Patty Duke on Shirley Temple

from Entertainment Weekly:

Patty Duke

ruled the 1960s, winning an Academy Award for Best Supporting Actress at 16 for The Miracle Worker and later starring in her eponymous sitcom. Starting her career at just 7, Duke has unique insight into the life of a child star, and the specific challenges they face as they grow up in the public eye. Duke opened up about those struggles in her memoir, Call Me Anna, which showed how she overcame her own difficult obstacles.

With the sad news that perhaps the most famous child star of all time, Shirley Temple,

passed away Monday night, EW spoke with Duke to discuss Temple’s influence on her, her own on-set experiences, and why she thinks so many child stars struggle once they hit adulthood.

I don’t know a whole lot about Shirley Temple’s home life or background to get what we saw on film. Except, having been almost in her shoes I know that that little girl worked hours and hours and hours and I hope somebody treated her very kindly. Every mother wanted their daughter to be Shirley Temple. I had very straight hair and my mother used to drive me crazy curling my hair so that I could look like Shirley Temple. Didn’t work!

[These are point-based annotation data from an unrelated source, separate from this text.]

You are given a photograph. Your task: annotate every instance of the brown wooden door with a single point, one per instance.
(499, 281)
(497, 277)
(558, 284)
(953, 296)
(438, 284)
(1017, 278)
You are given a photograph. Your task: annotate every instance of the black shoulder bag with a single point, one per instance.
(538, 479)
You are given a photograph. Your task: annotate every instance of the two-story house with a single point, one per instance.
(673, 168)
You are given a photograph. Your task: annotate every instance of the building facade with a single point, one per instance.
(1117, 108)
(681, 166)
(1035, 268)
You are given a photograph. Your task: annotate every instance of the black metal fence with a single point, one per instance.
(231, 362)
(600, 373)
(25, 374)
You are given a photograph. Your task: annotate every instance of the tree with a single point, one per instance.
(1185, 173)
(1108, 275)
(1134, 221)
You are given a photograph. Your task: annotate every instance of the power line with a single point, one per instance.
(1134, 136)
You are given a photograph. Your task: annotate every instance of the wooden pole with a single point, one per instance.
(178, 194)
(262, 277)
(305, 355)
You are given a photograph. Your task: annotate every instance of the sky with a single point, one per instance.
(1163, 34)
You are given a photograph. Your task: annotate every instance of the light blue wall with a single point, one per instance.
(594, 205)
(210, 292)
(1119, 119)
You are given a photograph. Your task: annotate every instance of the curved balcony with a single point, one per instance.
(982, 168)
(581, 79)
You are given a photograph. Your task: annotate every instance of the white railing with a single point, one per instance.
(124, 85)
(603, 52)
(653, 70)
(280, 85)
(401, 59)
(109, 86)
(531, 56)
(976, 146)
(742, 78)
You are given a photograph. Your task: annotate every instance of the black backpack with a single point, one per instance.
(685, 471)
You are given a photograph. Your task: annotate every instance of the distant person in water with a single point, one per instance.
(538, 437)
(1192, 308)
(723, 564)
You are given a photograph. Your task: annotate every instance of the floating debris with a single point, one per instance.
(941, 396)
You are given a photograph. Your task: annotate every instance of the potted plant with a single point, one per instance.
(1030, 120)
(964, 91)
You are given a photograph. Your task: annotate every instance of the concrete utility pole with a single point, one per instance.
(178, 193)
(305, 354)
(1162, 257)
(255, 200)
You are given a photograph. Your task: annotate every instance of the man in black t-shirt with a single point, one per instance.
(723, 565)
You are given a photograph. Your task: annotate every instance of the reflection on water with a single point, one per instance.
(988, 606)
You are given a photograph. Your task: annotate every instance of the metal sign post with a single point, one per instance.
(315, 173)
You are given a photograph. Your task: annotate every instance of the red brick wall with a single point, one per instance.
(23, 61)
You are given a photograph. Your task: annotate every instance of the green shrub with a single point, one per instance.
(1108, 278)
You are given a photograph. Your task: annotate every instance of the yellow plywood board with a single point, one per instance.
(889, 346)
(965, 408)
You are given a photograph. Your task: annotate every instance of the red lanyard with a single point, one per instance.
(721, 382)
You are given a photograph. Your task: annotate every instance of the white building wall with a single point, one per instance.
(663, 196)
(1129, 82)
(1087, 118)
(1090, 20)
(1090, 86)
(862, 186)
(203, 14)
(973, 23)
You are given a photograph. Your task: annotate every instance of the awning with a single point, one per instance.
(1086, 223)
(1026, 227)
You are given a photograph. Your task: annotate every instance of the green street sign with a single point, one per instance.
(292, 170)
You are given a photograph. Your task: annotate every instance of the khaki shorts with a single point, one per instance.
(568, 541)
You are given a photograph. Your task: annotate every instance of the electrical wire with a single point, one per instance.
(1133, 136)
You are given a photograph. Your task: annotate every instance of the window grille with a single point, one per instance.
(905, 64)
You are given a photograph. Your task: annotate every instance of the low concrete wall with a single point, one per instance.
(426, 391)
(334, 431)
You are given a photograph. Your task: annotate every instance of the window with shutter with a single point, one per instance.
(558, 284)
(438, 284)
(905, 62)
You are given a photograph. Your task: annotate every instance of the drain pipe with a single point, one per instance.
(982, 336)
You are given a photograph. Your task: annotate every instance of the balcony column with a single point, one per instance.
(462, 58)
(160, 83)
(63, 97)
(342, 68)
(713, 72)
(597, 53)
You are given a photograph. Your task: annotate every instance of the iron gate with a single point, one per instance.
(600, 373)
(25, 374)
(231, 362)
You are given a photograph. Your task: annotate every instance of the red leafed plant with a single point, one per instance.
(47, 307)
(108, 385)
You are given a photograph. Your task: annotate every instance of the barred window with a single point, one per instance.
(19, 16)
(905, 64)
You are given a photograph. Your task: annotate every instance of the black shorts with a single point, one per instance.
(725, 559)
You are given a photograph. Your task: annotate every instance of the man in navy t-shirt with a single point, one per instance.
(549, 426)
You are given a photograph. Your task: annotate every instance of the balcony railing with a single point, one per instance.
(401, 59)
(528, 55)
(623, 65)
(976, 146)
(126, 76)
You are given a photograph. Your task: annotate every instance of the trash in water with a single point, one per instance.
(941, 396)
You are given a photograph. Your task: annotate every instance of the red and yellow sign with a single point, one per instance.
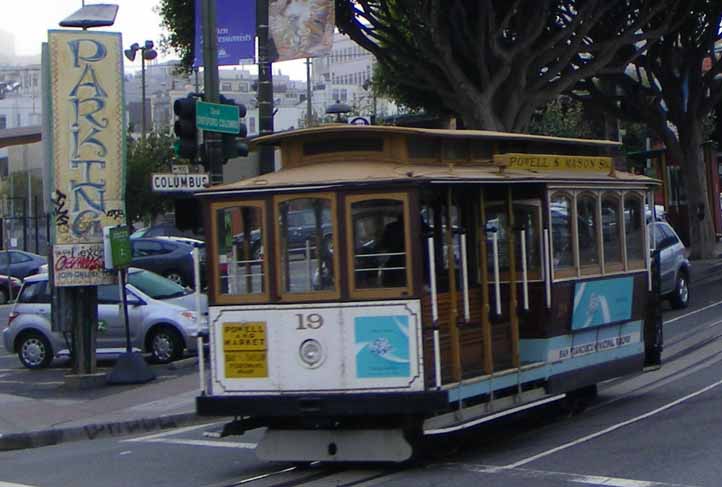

As a child, I idolized Shirley the movie star. My favorite Shirley Temple movies were the ones that had her incredible singing and dancing and dimples, but then she’d do a scene that was serious and I would be sobbing for days. The mold had been broken. There was only one Shirley Temple. But look, she’ll live on: When we go to a restaurant, my grandchildren order a Shirley Temple.